In deze zaak, die diende voor de Rechtbank Limburg op 11 oktober 2017, heeft de kantonrechter zich gebogen over een geschil tussen de naamloze vennootschap RASSERS N.V. en de besloten vennootschap EUREGIO RECYCLING B.V. RASSERS N.V. vorderde betaling van een declaratie van € 962,44, vermeerderd met rente en kosten, die betrekking had op een onbetaalde factuur van € 836,90 voor diensten verleend in mei 2016. Gedaagde partij, EUREGIO RECYCLING B.V., heeft de factuur onbetaald gelaten en voerde verweer tegen de vordering.
De procedure begon met een vonnis van de kantonrechter te Breda, die zich onbevoegd verklaarde en de zaak verwees naar de kantonrechter te Roermond.
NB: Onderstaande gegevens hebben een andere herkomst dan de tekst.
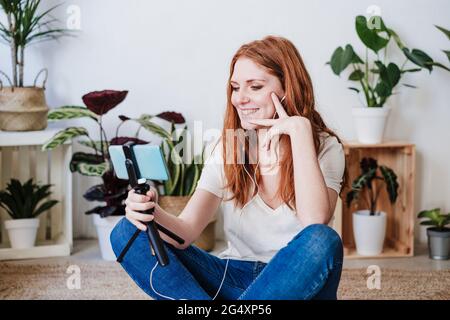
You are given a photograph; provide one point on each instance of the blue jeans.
(308, 267)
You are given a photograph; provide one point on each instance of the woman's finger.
(138, 206)
(278, 106)
(134, 197)
(141, 217)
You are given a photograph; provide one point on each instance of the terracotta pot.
(175, 205)
(23, 109)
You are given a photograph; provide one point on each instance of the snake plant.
(25, 201)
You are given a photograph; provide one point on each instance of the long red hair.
(281, 59)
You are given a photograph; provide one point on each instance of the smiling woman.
(275, 221)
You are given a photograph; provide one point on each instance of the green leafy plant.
(25, 25)
(25, 201)
(96, 163)
(184, 173)
(377, 77)
(435, 218)
(368, 181)
(447, 33)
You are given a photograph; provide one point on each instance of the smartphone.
(149, 160)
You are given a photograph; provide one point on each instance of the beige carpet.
(104, 280)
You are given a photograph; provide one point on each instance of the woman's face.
(251, 86)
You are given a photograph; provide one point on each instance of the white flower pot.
(104, 227)
(22, 232)
(370, 123)
(369, 232)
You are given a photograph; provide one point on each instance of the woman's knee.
(321, 237)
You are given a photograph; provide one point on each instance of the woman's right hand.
(137, 202)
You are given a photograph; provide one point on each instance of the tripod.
(141, 187)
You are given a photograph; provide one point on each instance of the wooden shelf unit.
(400, 157)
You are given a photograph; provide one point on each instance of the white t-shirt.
(256, 232)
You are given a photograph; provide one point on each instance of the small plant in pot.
(438, 234)
(96, 163)
(369, 225)
(375, 76)
(24, 108)
(24, 203)
(184, 173)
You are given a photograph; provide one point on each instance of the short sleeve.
(332, 163)
(212, 175)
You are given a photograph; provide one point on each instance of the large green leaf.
(70, 112)
(447, 53)
(147, 124)
(341, 59)
(445, 31)
(419, 58)
(64, 135)
(82, 157)
(96, 170)
(44, 207)
(371, 37)
(356, 75)
(391, 182)
(21, 200)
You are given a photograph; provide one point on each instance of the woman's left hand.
(283, 125)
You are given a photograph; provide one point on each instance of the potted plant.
(24, 108)
(438, 235)
(184, 173)
(24, 203)
(96, 163)
(369, 225)
(375, 76)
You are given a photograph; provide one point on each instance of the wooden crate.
(400, 157)
(21, 158)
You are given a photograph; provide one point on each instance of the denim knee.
(118, 235)
(323, 238)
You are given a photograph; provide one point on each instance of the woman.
(275, 213)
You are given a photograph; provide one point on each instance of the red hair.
(280, 58)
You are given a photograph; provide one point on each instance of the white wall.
(175, 55)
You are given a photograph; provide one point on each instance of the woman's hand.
(136, 202)
(283, 125)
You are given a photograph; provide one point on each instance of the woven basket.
(23, 109)
(175, 205)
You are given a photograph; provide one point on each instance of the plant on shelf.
(369, 226)
(438, 234)
(24, 203)
(375, 76)
(24, 108)
(367, 181)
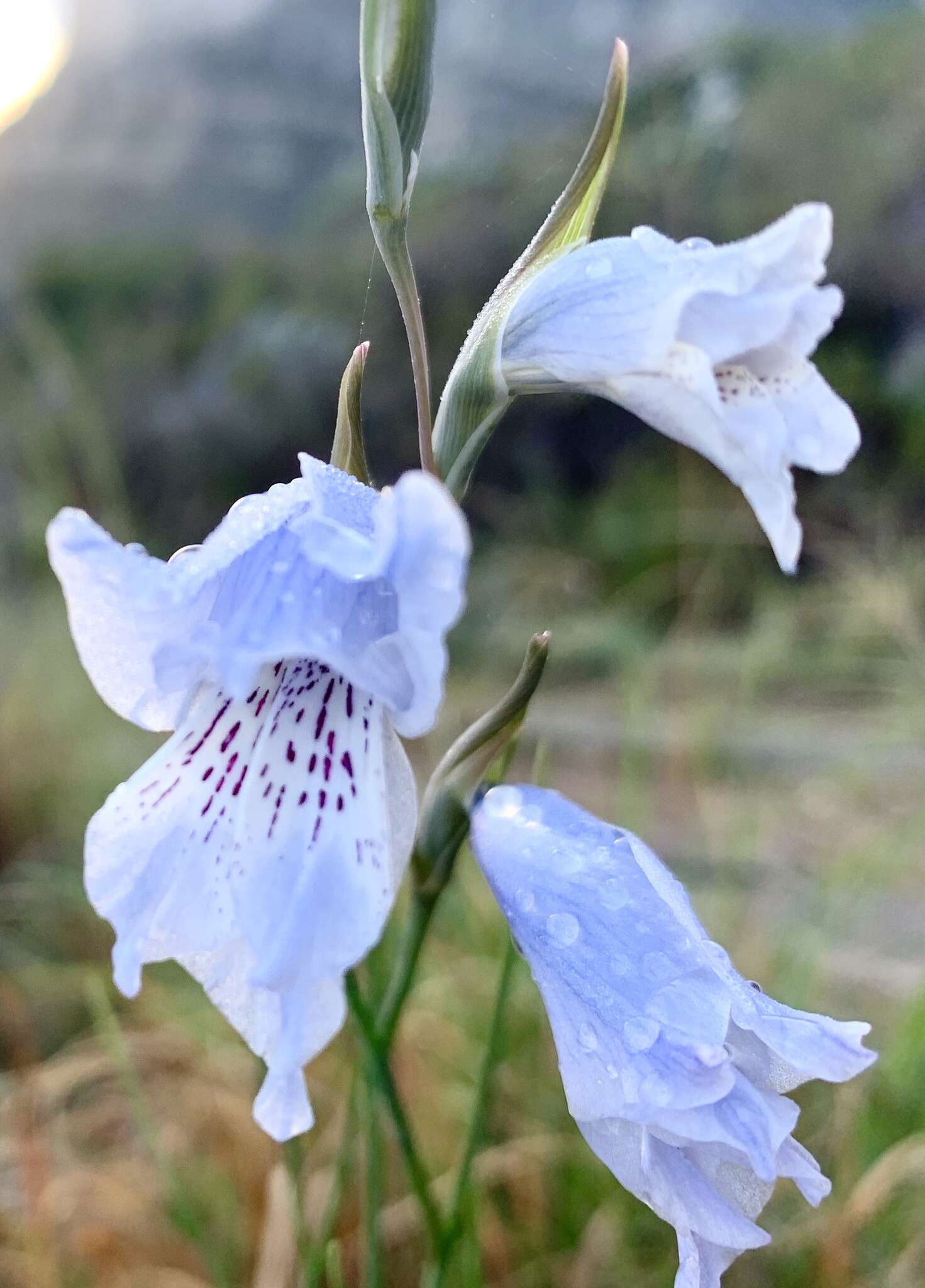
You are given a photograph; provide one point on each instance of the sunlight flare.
(33, 50)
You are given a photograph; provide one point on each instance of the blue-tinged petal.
(323, 567)
(262, 848)
(800, 1167)
(673, 1064)
(709, 344)
(673, 1185)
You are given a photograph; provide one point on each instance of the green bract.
(396, 53)
(348, 451)
(476, 394)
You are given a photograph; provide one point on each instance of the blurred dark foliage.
(204, 372)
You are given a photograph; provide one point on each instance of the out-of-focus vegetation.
(764, 735)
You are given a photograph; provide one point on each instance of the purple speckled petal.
(321, 567)
(262, 848)
(673, 1064)
(709, 344)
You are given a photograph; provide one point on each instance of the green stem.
(454, 1221)
(373, 1193)
(293, 1160)
(393, 247)
(314, 1265)
(378, 1058)
(402, 978)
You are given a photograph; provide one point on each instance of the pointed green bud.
(477, 396)
(480, 754)
(396, 56)
(350, 451)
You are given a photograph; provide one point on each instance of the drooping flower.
(674, 1065)
(709, 344)
(262, 845)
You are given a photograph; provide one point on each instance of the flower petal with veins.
(709, 344)
(673, 1064)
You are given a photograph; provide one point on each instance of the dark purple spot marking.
(165, 792)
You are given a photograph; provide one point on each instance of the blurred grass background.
(764, 735)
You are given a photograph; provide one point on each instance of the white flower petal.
(320, 567)
(672, 1062)
(262, 848)
(731, 420)
(706, 343)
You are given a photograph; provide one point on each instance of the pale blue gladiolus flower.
(709, 344)
(263, 844)
(673, 1064)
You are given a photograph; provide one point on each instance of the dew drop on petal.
(182, 552)
(503, 802)
(629, 1081)
(656, 1090)
(717, 952)
(524, 901)
(656, 965)
(565, 928)
(614, 894)
(599, 269)
(588, 1038)
(641, 1033)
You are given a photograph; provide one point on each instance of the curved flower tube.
(673, 1064)
(263, 844)
(709, 344)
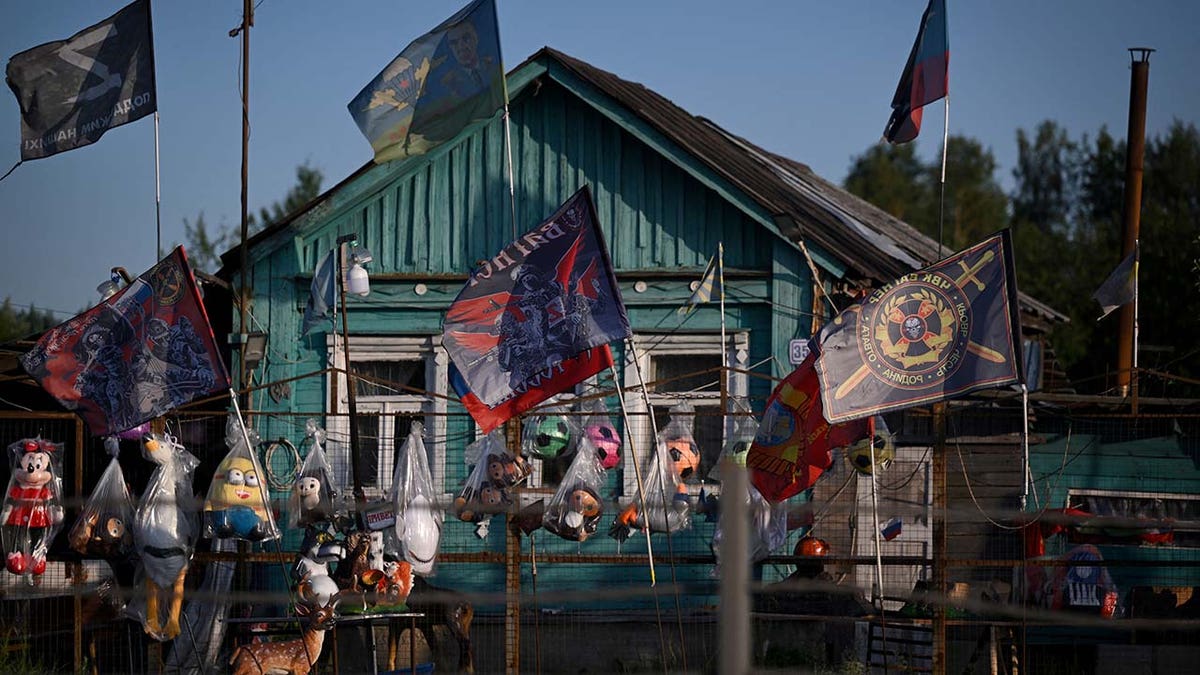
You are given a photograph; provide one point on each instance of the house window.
(1169, 518)
(403, 381)
(683, 368)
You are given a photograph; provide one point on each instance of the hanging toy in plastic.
(105, 527)
(165, 531)
(418, 517)
(238, 505)
(313, 497)
(859, 453)
(667, 502)
(598, 429)
(547, 435)
(33, 506)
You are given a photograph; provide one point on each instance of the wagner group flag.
(437, 85)
(925, 77)
(939, 333)
(71, 91)
(795, 443)
(544, 299)
(136, 356)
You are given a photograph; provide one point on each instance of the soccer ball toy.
(553, 436)
(684, 458)
(604, 436)
(859, 454)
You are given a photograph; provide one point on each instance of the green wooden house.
(669, 187)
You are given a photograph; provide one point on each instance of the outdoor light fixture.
(256, 348)
(357, 280)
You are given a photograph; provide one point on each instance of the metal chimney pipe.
(1135, 150)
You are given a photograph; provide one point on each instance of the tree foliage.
(17, 323)
(205, 244)
(1067, 213)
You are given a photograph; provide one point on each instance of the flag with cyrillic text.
(147, 350)
(925, 77)
(439, 84)
(795, 442)
(544, 299)
(71, 91)
(943, 332)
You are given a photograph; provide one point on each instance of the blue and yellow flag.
(935, 334)
(439, 84)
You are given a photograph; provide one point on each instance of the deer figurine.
(292, 656)
(165, 531)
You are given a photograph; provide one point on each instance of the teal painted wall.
(437, 215)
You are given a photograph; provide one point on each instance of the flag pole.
(946, 144)
(877, 591)
(637, 470)
(157, 192)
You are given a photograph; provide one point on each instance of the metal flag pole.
(877, 591)
(157, 191)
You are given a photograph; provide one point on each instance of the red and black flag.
(136, 356)
(537, 318)
(925, 77)
(939, 333)
(71, 91)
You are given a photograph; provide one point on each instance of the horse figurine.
(165, 530)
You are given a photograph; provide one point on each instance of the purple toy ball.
(604, 436)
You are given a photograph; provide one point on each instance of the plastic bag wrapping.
(486, 490)
(418, 515)
(105, 527)
(239, 503)
(313, 496)
(165, 531)
(599, 429)
(675, 460)
(550, 434)
(575, 509)
(33, 506)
Tijdens een comparitie van partijen op 30 augustus 2017 werd het geschil verder besproken. De kern van het geschil draaide om de vraag of gedaagde partij een opdracht had verstrekt voor het uitbrengen van een cassatieadvies of dat er enkel om een prijsopgave was gevraagd. De kantonrechter concludeerde dat gedaagde partij inderdaad om een prijsopgave had gevraagd, wat gebruikelijk is in het handelsverkeer en dat dit niet leidt tot kosten voor het uitbrengen van de offerte.
De kantonrechter oordeelde dat RASSERS N.V. niet gerechtigd was om kosten in rekening te brengen voor het opstellen van de offerte, omdat er geen duidelijke informatie was verstrekt aan gedaagde partij over eventuele kosten. De vordering van RASSERS N.V. werd als onvoldoende onderbouwd afgewezen, en de eisende partij werd veroordeeld in de proceskosten, die aan de zijde van gedaagde partij op nihil werden begroot.